(a). Field of the Invention
This invention relates to a communication system, and more particularly, to the frequency hopping transceiver of the communication system.
(b). Description of the Prior Arts
Frequency-hopping (FH) communication system is a commonly used technique. One of the examples is the multi-band orthogonal frequency division multiplexing (MB-OFDM) system. The MB-OFDM system hops between three adjacent sub-bands in the channel, as shown in FIG. 1. In FIG. 1, fc1, fc2, fc3 are the central frequencies of the three adjacent sub-bands. B stands for a symbol rate of the MB-OFDM system (i.e., the bandwidth of the OFDM signal). TOFDM stands for a symbol interval. The OFDM signal frequency-hops to another sub-band every symbol interval in accordance with a specific sequence.

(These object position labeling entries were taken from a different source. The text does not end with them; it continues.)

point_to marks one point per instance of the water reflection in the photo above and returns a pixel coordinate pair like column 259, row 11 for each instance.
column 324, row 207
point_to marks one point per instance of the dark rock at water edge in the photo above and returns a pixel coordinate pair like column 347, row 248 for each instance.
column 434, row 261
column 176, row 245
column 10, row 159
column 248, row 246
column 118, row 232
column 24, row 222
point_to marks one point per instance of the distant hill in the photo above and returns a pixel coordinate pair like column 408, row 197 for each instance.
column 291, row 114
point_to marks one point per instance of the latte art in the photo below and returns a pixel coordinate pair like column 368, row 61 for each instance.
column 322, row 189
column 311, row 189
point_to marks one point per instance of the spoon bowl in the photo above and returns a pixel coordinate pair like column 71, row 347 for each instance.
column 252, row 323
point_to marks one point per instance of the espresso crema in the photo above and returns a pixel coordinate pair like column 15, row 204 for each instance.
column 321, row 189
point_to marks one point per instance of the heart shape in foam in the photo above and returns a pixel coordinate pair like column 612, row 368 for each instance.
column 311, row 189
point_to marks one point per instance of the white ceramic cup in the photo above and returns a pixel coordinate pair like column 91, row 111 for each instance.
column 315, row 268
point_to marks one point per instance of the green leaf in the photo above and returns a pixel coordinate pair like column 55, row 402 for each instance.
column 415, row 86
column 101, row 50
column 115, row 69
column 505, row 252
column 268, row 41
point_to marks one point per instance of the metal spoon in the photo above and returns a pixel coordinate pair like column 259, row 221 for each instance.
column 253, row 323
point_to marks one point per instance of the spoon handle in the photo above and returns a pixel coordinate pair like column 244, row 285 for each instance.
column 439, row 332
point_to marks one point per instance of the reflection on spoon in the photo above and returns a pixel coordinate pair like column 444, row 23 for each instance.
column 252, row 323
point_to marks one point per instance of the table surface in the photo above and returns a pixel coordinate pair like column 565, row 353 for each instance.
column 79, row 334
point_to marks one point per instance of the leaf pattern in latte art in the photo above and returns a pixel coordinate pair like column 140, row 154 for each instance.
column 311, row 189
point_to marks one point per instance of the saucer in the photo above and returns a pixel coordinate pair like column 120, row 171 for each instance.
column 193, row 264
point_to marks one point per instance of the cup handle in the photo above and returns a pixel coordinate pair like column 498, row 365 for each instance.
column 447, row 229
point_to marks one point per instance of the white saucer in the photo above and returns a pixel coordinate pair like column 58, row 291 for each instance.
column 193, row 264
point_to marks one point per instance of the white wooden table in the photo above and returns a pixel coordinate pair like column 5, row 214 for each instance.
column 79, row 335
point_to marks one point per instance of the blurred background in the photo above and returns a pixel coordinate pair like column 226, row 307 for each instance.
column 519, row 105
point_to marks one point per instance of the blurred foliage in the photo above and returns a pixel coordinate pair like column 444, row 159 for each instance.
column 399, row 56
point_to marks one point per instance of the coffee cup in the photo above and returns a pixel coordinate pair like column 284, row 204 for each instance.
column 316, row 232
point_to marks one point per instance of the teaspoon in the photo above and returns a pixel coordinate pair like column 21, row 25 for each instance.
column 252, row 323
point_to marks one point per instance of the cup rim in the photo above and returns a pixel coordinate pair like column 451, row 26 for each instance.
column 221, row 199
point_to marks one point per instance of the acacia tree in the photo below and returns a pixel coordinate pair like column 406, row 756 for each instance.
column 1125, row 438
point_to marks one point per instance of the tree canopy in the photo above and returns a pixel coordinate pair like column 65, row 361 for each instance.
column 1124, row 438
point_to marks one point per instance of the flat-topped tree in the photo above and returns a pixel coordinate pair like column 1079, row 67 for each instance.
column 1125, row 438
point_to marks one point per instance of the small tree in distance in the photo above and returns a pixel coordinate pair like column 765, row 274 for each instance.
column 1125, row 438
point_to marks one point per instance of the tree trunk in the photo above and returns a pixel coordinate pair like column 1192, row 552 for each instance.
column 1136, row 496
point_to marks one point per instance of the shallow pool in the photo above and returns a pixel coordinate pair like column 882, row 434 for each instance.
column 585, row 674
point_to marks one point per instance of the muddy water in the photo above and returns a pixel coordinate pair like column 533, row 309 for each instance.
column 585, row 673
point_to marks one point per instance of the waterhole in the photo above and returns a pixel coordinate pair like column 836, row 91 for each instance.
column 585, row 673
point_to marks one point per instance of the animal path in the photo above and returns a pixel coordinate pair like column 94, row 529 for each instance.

In prior art, a frequency-hopping controller within a baseband circuit of the transmitter is used to control the frequency of a carrier signal generated by a carrier frequency synthesizer, and the baseband signal can be modulated according to the carrier frequency for transmission. In the baseband circuit of a conventional receiver, a packet detector is used to detect if a packet has been received. If the packet is detected, it will activate the frequency-hopping controller to sequentially output a frequency-hopping control signal to the carrier frequency synthesizer, and the carrier frequency synthesizer will then output the carrier signal. The received radio frequency (RF) signal will be demodulated according to the carrier frequency to produce the original baseband signal.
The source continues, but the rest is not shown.